Teams now don't have to wait three weeks for us to create an environment. They can spin it up themselves, because we're giving them the power to go onto a website and fire up an EE shop for themselves with no come back to actual production. So, it's completely separated, and they can do what they like. They can start developing on that within a couple of hours rather than a couple of weeks, which was the case before. So, you’re saving so much time there. And we’re contributing to growth in as much as we’ll also be saving a lot of money; growth in as much as the individual squads and tribes will be all developing under the same umbrella of technology: if you do something in one squad, using our model, then you go to another, the code will be instantly recognisable because everyone should be using the same technology going forward.
Historically, we'd always be relying on individual servers, and it's like a real tangled web of technologies! Whereas with the headless stuff, ultimately all the product owner only needs to know is one address, fire all requests at that and it's abstracted beneath it. It's almost like an umbrella whereby, you as the product owner, only need to know one address and everything else is contained within that. So, it just abstracts things to a degree where it's just so much easier for product teams to develop for it, because everything else is done under the hood. You don't need to know load balancing, you don't need to know Hybris web servers or app servers or anything else like that. It's just ‘There you go. Point it at that and it will take care of everything else.’ So that's all being done under what's called ‘Kubernetes clusters’, which is basically taking individual applications and then making them virtual and putting them in little containers - it's called containerization. You put them in these containers, making them all completely autonomous from each other, so you can mix and match. You just bundle them all together, wrap it in this Kubernetes cluster and then point whoever needs to go in it at the one address and then everything just works.

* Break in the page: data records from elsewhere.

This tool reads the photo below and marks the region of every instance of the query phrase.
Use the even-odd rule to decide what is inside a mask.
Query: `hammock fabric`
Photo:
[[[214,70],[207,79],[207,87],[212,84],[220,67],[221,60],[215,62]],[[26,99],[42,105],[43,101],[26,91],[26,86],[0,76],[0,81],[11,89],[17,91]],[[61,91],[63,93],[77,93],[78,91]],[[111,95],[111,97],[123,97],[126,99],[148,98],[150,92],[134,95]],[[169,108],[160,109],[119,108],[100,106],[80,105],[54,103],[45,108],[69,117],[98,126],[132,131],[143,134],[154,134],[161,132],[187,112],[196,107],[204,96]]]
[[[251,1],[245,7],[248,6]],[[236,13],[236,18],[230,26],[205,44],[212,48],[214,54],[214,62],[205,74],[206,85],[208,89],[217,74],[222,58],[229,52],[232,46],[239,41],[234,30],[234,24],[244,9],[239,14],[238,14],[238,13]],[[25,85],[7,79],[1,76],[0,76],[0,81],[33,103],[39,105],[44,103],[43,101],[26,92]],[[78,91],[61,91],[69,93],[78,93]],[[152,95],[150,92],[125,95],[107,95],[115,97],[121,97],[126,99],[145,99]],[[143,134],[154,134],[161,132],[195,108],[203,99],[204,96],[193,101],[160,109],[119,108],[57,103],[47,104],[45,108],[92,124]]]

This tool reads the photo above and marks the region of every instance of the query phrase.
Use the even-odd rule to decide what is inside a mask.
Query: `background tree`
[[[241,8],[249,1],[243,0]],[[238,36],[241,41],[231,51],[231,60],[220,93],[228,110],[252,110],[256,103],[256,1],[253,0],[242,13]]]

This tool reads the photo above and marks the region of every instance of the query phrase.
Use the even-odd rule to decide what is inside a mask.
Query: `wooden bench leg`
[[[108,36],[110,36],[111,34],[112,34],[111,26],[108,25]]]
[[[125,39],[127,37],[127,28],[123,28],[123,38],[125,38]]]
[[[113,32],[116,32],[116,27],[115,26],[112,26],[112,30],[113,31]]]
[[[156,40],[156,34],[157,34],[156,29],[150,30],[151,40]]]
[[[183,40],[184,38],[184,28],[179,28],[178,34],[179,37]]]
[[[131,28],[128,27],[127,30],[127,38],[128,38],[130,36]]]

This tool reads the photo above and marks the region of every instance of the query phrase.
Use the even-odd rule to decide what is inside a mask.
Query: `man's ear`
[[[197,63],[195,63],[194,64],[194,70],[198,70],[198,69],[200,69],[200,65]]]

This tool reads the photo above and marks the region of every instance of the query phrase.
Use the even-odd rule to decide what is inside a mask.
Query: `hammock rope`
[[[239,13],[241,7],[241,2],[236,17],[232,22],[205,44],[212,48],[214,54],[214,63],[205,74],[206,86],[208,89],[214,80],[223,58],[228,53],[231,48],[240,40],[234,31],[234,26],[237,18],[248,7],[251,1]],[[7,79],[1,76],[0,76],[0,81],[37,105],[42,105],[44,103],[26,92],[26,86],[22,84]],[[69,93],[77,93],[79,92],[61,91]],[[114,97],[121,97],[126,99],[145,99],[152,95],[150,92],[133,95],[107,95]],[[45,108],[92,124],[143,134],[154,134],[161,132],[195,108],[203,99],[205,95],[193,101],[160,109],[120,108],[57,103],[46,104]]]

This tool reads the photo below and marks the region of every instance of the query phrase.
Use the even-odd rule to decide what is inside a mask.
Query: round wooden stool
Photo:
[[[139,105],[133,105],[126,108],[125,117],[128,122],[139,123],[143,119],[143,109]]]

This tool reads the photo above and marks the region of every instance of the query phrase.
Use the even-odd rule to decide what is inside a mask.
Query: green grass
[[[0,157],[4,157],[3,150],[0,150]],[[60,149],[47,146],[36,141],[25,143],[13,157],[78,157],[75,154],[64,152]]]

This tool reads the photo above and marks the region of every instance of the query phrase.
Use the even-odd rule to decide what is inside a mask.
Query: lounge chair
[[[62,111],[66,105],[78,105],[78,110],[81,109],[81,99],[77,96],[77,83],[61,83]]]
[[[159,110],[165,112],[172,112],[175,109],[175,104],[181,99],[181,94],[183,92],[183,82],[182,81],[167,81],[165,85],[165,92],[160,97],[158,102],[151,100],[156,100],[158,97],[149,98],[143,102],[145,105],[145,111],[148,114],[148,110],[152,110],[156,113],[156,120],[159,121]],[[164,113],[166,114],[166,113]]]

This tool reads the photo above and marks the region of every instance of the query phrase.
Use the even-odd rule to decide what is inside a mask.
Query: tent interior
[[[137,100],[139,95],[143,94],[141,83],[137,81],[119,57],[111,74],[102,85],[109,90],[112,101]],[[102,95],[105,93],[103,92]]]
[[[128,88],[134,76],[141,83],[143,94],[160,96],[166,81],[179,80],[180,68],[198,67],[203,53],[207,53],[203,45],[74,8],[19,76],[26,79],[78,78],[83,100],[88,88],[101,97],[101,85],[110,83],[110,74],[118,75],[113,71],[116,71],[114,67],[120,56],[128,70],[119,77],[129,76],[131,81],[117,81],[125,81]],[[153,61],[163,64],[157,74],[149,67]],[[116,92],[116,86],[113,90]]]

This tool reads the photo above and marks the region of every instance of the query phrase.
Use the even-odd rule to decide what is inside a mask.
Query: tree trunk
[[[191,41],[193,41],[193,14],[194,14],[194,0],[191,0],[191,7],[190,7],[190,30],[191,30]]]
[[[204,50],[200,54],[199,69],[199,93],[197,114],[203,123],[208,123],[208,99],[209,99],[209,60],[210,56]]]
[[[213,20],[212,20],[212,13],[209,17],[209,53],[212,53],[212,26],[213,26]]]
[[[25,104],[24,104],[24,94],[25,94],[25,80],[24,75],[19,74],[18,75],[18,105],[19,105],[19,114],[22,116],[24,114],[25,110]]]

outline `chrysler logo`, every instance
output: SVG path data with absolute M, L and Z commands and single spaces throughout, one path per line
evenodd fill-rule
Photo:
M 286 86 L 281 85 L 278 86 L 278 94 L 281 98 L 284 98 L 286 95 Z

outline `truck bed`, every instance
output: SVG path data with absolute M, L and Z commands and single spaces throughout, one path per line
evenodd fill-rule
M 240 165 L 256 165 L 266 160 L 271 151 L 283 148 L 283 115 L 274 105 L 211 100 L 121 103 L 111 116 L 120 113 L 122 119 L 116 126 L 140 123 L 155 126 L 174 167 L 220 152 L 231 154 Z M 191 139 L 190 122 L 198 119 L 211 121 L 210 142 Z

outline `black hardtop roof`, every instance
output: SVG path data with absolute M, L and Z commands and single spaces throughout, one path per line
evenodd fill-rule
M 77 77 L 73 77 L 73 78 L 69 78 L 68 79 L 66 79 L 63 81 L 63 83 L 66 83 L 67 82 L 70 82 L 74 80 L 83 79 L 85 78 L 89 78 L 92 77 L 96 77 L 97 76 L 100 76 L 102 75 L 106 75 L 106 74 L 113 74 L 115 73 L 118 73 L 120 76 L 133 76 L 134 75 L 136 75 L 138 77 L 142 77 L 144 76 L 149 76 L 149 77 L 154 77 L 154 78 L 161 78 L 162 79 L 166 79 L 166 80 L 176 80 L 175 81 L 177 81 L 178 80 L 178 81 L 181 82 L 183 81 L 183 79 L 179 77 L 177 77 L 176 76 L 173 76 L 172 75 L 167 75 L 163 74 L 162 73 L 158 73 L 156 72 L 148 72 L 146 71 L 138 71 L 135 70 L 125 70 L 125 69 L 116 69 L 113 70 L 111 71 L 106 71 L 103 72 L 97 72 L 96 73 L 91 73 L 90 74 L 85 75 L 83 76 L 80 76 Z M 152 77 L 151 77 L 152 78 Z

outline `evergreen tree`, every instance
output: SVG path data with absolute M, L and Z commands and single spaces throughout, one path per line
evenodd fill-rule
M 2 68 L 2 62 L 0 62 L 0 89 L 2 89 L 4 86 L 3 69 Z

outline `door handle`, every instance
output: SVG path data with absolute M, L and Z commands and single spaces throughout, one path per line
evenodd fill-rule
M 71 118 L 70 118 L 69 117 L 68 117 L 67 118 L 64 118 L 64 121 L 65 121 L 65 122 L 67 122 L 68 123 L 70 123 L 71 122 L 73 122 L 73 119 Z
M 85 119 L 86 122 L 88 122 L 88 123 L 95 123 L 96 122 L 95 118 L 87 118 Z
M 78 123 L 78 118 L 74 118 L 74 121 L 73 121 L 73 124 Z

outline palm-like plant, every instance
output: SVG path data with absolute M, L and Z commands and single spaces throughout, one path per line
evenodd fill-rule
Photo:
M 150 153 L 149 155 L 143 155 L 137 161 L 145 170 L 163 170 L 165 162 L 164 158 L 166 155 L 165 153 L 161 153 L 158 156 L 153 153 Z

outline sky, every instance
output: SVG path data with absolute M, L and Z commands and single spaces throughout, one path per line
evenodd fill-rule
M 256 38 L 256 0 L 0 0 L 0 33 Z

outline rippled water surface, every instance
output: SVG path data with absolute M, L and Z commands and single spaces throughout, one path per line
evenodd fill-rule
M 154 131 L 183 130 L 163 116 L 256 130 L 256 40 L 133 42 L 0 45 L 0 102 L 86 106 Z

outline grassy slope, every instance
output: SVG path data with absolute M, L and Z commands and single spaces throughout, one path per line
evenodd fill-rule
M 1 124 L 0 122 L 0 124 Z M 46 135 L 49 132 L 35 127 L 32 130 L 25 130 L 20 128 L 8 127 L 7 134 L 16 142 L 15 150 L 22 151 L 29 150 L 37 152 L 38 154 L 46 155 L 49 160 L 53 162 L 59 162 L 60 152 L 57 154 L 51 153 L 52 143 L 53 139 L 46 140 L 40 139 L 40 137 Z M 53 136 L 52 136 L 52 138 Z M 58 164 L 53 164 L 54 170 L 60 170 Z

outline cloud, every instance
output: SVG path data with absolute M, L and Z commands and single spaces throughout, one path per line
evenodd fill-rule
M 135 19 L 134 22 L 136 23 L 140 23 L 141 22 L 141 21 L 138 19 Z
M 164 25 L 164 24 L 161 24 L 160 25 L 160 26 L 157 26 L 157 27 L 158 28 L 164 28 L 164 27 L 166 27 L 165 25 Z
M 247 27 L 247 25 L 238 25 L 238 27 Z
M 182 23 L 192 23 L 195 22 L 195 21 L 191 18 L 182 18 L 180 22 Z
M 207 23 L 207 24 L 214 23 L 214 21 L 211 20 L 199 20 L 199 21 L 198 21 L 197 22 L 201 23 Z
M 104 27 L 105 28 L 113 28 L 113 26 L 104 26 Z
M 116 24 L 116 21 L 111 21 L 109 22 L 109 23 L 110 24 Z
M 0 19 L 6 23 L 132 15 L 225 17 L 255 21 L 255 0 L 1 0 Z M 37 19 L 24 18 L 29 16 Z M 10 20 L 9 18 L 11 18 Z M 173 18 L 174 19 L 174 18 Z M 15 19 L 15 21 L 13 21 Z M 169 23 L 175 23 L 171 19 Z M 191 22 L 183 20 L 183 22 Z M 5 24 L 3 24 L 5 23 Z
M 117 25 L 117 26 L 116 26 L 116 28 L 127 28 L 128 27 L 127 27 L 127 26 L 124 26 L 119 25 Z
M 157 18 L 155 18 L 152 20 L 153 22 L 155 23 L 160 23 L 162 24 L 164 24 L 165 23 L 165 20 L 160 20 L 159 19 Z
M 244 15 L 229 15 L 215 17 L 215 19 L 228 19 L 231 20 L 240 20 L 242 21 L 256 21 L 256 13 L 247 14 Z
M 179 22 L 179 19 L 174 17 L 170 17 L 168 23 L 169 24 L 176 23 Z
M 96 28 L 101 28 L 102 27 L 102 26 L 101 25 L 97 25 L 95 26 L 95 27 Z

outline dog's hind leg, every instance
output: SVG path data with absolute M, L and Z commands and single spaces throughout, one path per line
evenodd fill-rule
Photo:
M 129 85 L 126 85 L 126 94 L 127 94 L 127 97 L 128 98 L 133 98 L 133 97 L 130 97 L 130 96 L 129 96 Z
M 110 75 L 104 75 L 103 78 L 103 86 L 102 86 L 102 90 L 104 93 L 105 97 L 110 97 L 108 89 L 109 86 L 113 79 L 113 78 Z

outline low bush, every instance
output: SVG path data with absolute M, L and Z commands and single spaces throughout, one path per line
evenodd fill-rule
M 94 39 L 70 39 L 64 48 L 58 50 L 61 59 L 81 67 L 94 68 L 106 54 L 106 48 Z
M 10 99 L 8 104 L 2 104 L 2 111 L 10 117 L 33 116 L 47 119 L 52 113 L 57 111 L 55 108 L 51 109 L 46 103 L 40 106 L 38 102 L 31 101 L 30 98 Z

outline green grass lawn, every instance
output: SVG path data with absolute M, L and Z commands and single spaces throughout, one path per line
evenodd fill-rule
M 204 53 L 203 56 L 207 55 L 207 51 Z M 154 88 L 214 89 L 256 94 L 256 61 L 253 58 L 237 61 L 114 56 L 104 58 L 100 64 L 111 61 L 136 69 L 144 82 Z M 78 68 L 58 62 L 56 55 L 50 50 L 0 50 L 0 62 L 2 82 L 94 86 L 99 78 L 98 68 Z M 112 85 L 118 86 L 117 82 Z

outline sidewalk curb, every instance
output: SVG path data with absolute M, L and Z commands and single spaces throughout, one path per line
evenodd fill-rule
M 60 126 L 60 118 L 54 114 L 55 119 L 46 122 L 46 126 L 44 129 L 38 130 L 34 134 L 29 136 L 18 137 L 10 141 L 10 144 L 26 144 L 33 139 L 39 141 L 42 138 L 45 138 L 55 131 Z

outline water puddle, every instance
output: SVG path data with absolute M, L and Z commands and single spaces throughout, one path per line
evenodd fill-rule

Because the development of this Kubernetes cluster technology is supported by some of the biggest companies in the world, it will upscale, it will downscale all automatically. So, for example during an iPhone launch if things were getting a bit hot, historically the website might actually crash. Our technology now will allow it to just automatically scale up. It'll bring in new things so it will just take the load – we’ll never be in a position where we’re going ‘Oh my God, it's all falling down around us!’ And vice versa, during really quiet periods, it could be done so that it scales down as well.
What would you do differently if you were to do it again?
I would try and not take on so much so quickly. I would have probably tried to stagger it. We did discuss it at the time, but the problem was, due to technological reasons, we couldn't separate out the EE Shop and My EE Web. We had to go live with them on the same night and if there was any way we could have separated them out, that's what I would do differently.
What’s the next milestone for your team?
We've always said that once we got it in, we’d need to start breaking down some of the big, more monolithic services that we have. For example, we've got something called Hybris, which is an SAP product, that powers the shop, but it is a real monolithic service. We need to start breaking that down so that we don't have to do massive releases all at once. Because it would be great to just take a little bit of that; say, ‘you know what, we need to upgrade that tiny bit or this tiny bit’, but at the minute we have to upgrade the whole lock, stock and two smoking barrels of it! It’d be really, really good if we could just break it down into little services, and then we can upgrade what we need to.